Databases
The database technologies utilized
Table of Contents
Databases
For better separation, maintainability, scalability and performance, the persistence of data was divided into three separate databases.
This allows the better utilization of each database's core strengths as they are needed in the multitude of tasks that the API Instances are required to perform.
Main Database
The models mentioned previously as well as most of the data processed are saved in the Main Database.
Due to the volatile and highly customizable nature of these models, a database that could easily be adapted to new model formats was necessary.
This means that the typical SQL databases are not adequate for our type of data structures, so a NoSQL database was chosen instead.
Most NoSQL databases are much more recent than the SQL databases we are used to, and since all the components in this project must have certified long term support, the MongoDB database was chosen.
MongoDB allows the models to be changed without affecting the compatibility of old data models, meaning that changes made to the database will still always allow for old data to be processed along with new data.
Another key feature that drove our decision is the ability to easily convert a mongoDB document into a JSON object that could easily be natively worked on inside our python codebase, without the need for complicated operations such as joins, aggregations, etc...
File Storage
Storing large files (ex: PDF files from dissertations or dissertation logos) would take a lot of I/O throughput away from the rest of the Main Database as well as use a lot of the machine's available storage space.
This means that another way of storing large singular files had to be chosen.
For this, we used a cloud storage system that is included inside the machine's filesystem, which is then linked inside the necessary docker volumes.
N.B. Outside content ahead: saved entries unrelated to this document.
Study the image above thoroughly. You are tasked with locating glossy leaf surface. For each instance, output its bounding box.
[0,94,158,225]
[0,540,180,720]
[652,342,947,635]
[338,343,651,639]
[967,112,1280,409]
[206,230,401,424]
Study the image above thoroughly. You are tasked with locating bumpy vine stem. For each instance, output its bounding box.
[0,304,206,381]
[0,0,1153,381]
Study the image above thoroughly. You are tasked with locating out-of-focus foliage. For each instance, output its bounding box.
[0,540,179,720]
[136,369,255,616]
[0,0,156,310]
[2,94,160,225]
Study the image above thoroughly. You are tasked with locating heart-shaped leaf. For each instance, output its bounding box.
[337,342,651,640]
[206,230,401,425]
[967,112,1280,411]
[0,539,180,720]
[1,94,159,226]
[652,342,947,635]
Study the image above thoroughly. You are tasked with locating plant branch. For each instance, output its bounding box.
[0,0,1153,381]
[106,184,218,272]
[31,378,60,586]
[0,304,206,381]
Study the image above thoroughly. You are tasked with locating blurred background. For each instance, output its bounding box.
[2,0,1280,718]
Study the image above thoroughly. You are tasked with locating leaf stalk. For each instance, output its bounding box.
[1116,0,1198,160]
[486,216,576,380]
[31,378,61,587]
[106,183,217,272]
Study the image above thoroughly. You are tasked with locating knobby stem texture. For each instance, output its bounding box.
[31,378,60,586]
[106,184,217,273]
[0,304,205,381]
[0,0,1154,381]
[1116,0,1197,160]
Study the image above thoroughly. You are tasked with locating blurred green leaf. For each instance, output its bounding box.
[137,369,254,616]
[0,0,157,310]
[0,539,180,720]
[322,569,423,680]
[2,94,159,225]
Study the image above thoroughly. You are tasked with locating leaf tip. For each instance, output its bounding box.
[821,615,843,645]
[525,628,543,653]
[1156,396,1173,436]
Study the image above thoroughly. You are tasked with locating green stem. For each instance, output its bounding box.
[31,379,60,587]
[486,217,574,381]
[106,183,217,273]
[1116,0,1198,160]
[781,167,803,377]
This allows the asynchronous storage and retrieval of files without impacting the Main Database's throughput capacity or performance.
Configuration Database
Since there can be a lot of API Instances running at any given time, changes made to the configuration must be made in such a way that all the instances must pick up the new changes as soon as they use them.
So for configurations and "magic numbers", we had to implement a place where all the instances could reach and get the necessary values.
To do this, we chose to add a MariaDB implementation so that we did not have to worry about concurrency between all the instances and the data changes, as well as allowing all the configuration data to be stored in the same, easy to edit file.